Computing An Approx. Convex Hull From a Stream

You want to maintain an approx. convex hull of a stream of points $x_0, x_1, \ldots x_n \in \mathbb{R}^d$ . Assume $n$ is large and unknown, points aren’t necessarily drawn from the same distribution, and the approx. hull can be requested at any time during processing. Here are a few ways that we might do this…

$\textbf{Idea 1}$ — Keep the min/max values for each dimension. These $2d$ values can be used to construct a bounding box of the true hull. This can yield a pretty bad approximation that 1) overestimates the volume and 2) isn’t bounded. Ooof.
$\textbf{Idea 2}$ — Keep the $2d$ points with min/max values in each direction. When the hull is required we can compute it from this subset of points in $\mathcal{O}\Big(d \cdot \text{ln}\Big(d))$ time. This algorithm produces a volume which is no larger than the true hull’s.
$\textbf{Idea 3}$ — This approach is similar to $\textbf{(2)}$ . Select $q$ random unit vectors on the $d$ dimension unit sphere. Instead of keeping $2d$ points, keep the $2q$ points which maximize or minimize $x_i \cdot \hat{\mathbf{v}}_j$ for any one of the unit vectors. For large $q$ this should begin to approach the volume of the true hull. This is simulated in the code (with a “nice” example) below.

$\textbf{N.B}$ — I don’t know how large $q$ must be to be to ensure our estimate is $\epsilon$ -close to the true hull’s volume. I tried to estimate $q$ that ensures the surface of $B^{d}$ is within $\epsilon$ of a vector w.h.p and came up with a dodgy argument that involved the ratio of the surface area of $B^{d}$ and the volume of $B^{d-1}$ . After approximating $\Gamma\Big((d/2 - 1/2)/\Gamma\Big(d/2 + 1)$ to $\sqrt{2/x}$ , I’m thinking that it decreases exponentially w. a parameter $\lambda \leq 2\sqrt{\pi d} \cdot \epsilon^{1-d}$ . This is quite large, high dimensions scare me, and something still felt incomplete so I let this line of thinking go…

import numpy as np
import matplotlib.pyplot as plt
from scipy.spatial import ConvexHull

def stream_points(d: int, n: int):
    return np.random.normal(0, 1, size=(n, d))

def rand_basis_vect(d: int, m: int):
    A = 2 * (0.5 - np.random.random(size=(m, d)))
    return A / np.linalg.norm(A, ord=2, axis=1).reshape(m, 1)

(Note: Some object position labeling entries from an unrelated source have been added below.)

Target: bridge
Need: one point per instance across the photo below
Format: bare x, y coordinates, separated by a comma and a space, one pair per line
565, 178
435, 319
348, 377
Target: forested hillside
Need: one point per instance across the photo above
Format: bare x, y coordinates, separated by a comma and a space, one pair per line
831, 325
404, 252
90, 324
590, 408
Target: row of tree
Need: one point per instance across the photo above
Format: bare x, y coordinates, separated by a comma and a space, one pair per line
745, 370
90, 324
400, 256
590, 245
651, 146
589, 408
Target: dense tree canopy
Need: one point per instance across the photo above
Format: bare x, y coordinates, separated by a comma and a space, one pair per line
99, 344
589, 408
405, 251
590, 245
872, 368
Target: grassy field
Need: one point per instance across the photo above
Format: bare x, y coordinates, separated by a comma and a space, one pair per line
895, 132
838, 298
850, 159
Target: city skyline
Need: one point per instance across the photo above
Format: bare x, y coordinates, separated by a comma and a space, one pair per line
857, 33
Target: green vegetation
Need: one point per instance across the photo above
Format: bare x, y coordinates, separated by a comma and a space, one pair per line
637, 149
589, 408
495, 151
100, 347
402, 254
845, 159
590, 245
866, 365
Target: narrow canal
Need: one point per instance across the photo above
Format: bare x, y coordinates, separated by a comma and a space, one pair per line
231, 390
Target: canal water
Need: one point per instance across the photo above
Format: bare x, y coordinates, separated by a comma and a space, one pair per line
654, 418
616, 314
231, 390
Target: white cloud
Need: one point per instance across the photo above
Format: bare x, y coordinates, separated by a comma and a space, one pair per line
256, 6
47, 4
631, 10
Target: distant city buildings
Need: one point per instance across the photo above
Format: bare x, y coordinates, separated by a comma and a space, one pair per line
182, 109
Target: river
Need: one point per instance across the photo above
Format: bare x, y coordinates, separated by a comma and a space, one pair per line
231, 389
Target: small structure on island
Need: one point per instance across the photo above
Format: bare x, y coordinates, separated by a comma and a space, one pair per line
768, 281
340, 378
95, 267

n_dim, n_rand_vect, n_points = 2, 8, 64 * 1024
L, H = np.zeros(n_rand_vect), np.zeros(n_rand_vect)
A = rand_basis_vect(n_dim, n_rand_vect)
estbuf, truebuf = [], []

for p in stream_points(n_dim, n_points):
    S = np.dot(A, p)
    nL, nH = np.minimum(L, S), np.maximum(H, S)
    if abs(np.linalg.norm(nL - L)) > 0:
        L = nL
        estbuf.append(p)
    if abs(np.linalg.norm(nH - H)) > 0:
        H = nH
        estbuf.append(p)
    truebuf.append(p)

truebuf = np.array(truebuf).reshape(len(truebuf), n_dim)
estbuf = np.array(estbuf).reshape(len(estbuf), n_dim)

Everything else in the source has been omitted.